Yemenis fighting corruption

Anti-corruption protests that began in February 2011 have become more focused in recent months. Protestors and workers in Yemen are increasingly demanding the dismissal of corporate and institution leaders linked with the corruption that has marred the country for decades.

In a number of focus group discussions, carried out by Counterpart as part of the project, corruption was cited as a major problem by those surveyed.

“The work you are beginning today is a good first step,” declared Elizabeth Richard, U.S. Deputy Chief of Mission, who attended the workshop launch. “In the next phase of the transition, the national Consensus Government and all Yeminis must address the problem of corruption head-on and I believe they are committed to the task.”

The Peer Learning and Mentoring workshop compliments the National Anti-Corruption Strategy, which was released in 2010 by the SNACC.

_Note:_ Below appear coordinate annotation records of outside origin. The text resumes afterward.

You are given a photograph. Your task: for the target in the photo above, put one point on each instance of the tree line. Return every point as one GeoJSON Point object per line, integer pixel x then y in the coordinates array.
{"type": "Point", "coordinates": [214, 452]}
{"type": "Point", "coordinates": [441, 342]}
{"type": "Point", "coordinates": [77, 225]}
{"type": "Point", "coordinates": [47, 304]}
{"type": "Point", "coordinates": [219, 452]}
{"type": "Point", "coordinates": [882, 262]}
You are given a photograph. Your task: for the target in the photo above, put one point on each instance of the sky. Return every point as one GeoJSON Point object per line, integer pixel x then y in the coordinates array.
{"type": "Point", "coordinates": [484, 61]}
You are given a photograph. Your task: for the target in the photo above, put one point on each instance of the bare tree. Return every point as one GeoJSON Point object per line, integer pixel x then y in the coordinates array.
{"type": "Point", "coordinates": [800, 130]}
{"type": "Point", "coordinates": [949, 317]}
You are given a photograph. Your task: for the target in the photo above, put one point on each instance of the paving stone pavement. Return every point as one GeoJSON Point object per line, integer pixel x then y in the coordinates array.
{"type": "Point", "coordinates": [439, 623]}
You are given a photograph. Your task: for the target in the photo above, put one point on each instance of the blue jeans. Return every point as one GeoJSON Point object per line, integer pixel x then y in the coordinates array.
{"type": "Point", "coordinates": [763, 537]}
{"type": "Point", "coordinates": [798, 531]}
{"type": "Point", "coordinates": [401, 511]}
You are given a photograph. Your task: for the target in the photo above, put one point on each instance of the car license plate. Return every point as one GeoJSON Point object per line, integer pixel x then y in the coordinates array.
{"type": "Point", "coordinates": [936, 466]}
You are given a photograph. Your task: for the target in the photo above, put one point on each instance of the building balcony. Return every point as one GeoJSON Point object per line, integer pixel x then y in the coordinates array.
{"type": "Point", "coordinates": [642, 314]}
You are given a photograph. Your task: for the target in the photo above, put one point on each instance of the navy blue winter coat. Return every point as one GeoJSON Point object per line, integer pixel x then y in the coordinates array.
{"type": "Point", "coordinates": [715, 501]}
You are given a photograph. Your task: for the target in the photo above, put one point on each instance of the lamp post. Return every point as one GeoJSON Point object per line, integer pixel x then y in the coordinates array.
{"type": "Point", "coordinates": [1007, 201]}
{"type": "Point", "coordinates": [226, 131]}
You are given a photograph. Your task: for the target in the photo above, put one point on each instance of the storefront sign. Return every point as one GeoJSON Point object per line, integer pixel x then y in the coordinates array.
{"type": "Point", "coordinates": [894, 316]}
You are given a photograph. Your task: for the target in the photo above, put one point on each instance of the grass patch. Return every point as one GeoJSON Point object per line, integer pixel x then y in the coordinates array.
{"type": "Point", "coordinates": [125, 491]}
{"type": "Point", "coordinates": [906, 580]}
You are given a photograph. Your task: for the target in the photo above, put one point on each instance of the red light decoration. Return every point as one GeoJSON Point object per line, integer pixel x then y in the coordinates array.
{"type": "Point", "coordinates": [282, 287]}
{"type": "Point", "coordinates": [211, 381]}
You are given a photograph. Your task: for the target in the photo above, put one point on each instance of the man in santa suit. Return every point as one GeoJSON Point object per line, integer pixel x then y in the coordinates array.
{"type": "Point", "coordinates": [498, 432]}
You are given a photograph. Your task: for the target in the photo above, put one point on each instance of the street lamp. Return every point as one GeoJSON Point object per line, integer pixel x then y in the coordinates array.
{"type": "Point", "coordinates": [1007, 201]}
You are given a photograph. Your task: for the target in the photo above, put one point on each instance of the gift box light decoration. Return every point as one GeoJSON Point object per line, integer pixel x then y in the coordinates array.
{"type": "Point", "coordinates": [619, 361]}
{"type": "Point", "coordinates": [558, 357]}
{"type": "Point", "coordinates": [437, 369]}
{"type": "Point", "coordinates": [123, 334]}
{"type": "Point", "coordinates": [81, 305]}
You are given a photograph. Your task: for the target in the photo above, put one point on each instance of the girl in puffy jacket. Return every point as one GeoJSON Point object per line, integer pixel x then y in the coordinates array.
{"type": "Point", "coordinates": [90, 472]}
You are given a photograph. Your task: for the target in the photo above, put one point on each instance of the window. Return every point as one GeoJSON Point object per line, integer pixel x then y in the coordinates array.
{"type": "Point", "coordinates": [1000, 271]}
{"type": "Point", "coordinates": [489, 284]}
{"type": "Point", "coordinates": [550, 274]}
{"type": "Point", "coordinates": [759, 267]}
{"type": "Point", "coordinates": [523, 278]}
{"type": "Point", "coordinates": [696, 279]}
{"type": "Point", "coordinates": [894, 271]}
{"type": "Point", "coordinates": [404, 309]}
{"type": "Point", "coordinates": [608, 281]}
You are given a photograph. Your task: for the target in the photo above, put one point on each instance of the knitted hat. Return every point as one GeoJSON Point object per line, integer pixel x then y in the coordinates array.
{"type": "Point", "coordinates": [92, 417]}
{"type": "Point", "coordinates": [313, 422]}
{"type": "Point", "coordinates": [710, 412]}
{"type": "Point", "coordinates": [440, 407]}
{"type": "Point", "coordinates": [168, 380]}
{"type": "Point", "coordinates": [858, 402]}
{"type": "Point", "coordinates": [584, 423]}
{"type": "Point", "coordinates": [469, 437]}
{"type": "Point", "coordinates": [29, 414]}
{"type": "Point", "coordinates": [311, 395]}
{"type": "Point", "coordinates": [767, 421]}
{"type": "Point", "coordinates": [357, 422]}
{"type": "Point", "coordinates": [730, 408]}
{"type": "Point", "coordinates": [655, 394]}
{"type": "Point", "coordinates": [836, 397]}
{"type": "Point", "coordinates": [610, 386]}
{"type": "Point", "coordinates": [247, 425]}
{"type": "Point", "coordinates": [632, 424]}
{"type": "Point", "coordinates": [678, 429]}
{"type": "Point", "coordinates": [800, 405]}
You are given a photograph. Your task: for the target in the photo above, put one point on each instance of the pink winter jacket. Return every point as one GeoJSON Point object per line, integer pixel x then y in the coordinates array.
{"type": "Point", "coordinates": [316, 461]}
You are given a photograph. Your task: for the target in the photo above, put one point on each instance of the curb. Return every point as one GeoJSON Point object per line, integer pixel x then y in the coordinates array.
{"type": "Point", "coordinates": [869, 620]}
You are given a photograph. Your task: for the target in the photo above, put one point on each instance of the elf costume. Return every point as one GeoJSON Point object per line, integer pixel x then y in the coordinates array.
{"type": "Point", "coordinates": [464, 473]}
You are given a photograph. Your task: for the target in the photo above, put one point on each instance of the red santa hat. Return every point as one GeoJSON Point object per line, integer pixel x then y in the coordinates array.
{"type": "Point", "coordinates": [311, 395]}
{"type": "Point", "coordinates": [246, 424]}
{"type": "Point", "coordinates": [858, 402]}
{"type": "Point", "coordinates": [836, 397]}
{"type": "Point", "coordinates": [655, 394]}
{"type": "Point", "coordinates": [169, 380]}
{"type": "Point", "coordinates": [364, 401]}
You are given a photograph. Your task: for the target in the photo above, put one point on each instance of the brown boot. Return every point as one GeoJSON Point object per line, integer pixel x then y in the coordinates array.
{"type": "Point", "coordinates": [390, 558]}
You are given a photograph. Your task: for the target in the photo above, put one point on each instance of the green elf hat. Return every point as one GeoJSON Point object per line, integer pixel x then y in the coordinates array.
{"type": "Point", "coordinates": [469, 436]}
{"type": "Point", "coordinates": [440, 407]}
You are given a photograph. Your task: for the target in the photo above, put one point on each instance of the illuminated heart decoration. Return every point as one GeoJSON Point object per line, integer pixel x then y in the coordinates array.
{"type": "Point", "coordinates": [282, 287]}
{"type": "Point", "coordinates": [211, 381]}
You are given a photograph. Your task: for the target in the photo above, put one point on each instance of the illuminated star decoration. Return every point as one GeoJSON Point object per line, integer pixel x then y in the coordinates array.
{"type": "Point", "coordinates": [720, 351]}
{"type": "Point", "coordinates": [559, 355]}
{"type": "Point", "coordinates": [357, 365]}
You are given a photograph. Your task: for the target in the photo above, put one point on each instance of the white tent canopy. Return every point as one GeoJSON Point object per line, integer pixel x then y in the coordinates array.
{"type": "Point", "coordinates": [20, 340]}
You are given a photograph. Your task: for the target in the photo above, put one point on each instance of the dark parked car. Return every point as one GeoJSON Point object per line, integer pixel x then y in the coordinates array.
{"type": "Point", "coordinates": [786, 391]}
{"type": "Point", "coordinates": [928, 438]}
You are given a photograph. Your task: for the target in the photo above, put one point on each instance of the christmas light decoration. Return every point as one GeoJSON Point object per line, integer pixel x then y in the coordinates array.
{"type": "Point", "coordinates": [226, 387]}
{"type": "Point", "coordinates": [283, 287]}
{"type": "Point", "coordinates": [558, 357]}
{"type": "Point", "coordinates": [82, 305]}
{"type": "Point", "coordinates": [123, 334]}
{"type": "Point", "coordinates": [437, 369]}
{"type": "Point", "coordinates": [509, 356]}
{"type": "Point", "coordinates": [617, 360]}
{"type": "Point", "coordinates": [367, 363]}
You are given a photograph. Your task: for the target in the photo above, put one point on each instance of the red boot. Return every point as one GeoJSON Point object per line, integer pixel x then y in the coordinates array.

This month’s training is only the first phase in a series of workshops that are expected to include almost 500 government employees along with representatives from civil society organizations, SNACC, the Central Organization for Control (COCA) and Audit and the High Tender Board (HTB).

The willing participation of Yemen’s most prominent anti-corruption bodies shows a great sense of belief and commitment to the initiative.

“The implementation of the National Anti-Corruption Strategy will not succeed unless we have everybody on board,” said Mr. Al-Anisi, SNACC Chairman. “This represents the start of a partnership towards implementation of the National Anti-Corruption Strategy for combating corruption, to root out corruption and prevent it.”

The training motivates key junior staff to protect public funds and combat corruption, highlighting the positive impact anti-corruption measures will have on Yemeni society.

In addition to SNACC’s Al-Anisi, other attendees of the Jan. 7 and 8 gathering included Dr. Abdulla Abdulla Al-Sanafi from COCA and Abdulmalek Ahmed Al-Anisi from the HTB. Twenty-two civil society organizations also attended the opening.